Why inference is hard in geo-experiments
Geo-experiments often have only a modest number of clusters (DMAs, regions, custom markets) and outcomes measured over many periods within each cluster. This creates two problems:
- Few clusters: cluster-robust SEs rely on large-cluster asymptotics and can be unreliable with small $G$.
- Serial correlation: outcomes within a cluster are correlated across time, violating independence.
The effective sample size is the number of clusters, not the number of unit-period observations.
Randomization inference
Randomization inference (RI) gives exact finite-sample p-values under the sharp null that treatment has no effect on any unit in any period. The logic:
- Treat the observed assignment as one draw from the randomization protocol.
- Recompute the test statistic under all (or many) admissible randomizations.
- Compare the observed statistic to this null distribution.
RI automatically respects clustering and serial correlation because it conditions on the assignment mechanism.
Wild cluster bootstrap
The wild cluster bootstrap is a practical alternative when $G$ is small. It resamples clusters with random sign flips on cluster-level residuals, preserving within-cluster correlation. It performs well when outcomes are heteroskedastic or serially correlated.
Practical guidance
- Use RI when the assignment protocol is well-defined and the sharp null is a meaningful benchmark.
- Use wild cluster bootstrap when you need inference for average effects and the number of clusters is small.
- Treat conventional cluster-robust SEs as a baseline only when $G$ is reasonably large.
Takeaway
In geo-experiments, credible inference depends on respecting the small number of clusters and serial correlation.
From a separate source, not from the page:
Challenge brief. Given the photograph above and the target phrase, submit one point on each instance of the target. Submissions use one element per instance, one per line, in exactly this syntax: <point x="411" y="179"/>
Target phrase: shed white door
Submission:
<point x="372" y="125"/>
Randomization inference and the wild cluster bootstrap are often the safest defaults.
References
- Shaw, C. (2025). Causal Inference in Marketing: Panel Data and Machine Learning Methods (Community Review Edition), Section 3.3.4.
- Rubin, D. B. (1980). Randomization analysis of experimental data.
- Cameron, A. C., Gelbach, J. B., and Miller, D. L. (2008). Bootstrap-based improvements for inference with clustered errors.
- MacKinnon, J. G., and Webb, M. D. (2017). Wild bootstrap inference for clustered errors.